You have a model for portfolio construction, which you have said is "age in bonds". Aside from John Bogle's recommendation for using this as a starting point, Bill Bernstein and others have taught us that a rational economic justification for doing something along these lines involves the concept of human capital and financial capital. But this is really just a subset of Larry's broader paradigm of basing portfolio construction on ones ability, willingness and need to take risk. You generally have more ability to take risk when young, since then your human/labor capital is enormously larger than your financial/investment capital, so a risky portfolio is not really very risky when viewed in the context of your total capital (human + financial). Or to put it another way, using a concept that you and Larry both use, you have more time to adjust your plan when young.
Larry adds the concept of need to take risk to the model, and uses expected return as one component of determining need to take risk.
So you have a model, and Larry has a model, so it seems that what we're really discussing is which portfolio construction model makes more sense, and what factors you should incorporate into the model. Does age in bonds make more sense than rationally evaluating your ability, willingness and need to take risk, using whatever factors you think make sense based on your assessment of the evidence?

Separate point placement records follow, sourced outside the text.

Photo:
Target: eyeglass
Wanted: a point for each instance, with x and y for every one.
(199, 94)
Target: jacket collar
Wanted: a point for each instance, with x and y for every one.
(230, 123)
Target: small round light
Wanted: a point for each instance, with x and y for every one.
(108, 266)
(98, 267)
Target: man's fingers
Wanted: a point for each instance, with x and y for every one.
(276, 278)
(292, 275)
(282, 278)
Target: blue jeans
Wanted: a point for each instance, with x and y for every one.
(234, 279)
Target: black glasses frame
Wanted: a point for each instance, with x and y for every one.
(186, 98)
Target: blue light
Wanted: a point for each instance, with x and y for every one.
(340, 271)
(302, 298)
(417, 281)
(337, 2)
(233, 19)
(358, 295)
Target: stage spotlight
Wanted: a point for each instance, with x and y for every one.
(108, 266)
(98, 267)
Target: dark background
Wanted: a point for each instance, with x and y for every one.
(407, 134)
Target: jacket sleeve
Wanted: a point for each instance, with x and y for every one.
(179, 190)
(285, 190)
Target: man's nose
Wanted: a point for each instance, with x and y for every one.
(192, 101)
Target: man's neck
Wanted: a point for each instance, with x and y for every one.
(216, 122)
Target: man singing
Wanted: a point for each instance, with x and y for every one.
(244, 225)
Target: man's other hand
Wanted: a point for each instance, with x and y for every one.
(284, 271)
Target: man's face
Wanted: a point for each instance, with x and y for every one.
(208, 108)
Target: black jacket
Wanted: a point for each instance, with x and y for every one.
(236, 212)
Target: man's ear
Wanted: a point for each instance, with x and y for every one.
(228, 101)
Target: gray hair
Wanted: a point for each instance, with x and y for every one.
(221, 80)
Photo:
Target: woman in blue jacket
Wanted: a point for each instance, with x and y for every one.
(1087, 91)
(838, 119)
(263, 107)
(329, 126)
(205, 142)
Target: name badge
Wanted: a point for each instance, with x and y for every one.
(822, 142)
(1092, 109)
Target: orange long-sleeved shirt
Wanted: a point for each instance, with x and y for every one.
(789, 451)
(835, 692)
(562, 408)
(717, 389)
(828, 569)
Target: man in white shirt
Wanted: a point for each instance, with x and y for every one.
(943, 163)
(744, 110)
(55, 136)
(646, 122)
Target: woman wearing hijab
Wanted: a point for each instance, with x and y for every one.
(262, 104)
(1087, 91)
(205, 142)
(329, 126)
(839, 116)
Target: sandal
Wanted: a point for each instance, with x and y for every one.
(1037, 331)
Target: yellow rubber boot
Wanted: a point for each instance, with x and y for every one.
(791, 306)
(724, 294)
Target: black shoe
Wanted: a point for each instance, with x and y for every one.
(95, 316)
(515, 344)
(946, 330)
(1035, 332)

Is an expected return estimate based on earnings yield a reasonable factor to include in your assessment of need to take risk?
I personally agree with John Bogle that age in bonds is a good starting point (and probably better than nothing for someone who will never take the time to study the topic), but I also agree with Larry that evaluating one's ability, need, and willingess to take risk is a more rational approach than simply following age-in-bonds without further evaulation. I'm also becoming quite convinced that smoothed earnings yield is a decent way to forecast expected 20-year returns for stocks (again, keeping in mind that this is only the mean of a wide dispersion of probable outcomes), and I do think that it's rational to include expected returns estimates in determining one's need to take risk.
I also respect that others may come to completely different conclusions based on their own research and study. My perception is that Larry has studied these topics more deeply and rationally than most of us, so I pay a lot of attention to what he says, but I don't always follow his advice (I reserve the right to be somewhat irrational in my investing decisions).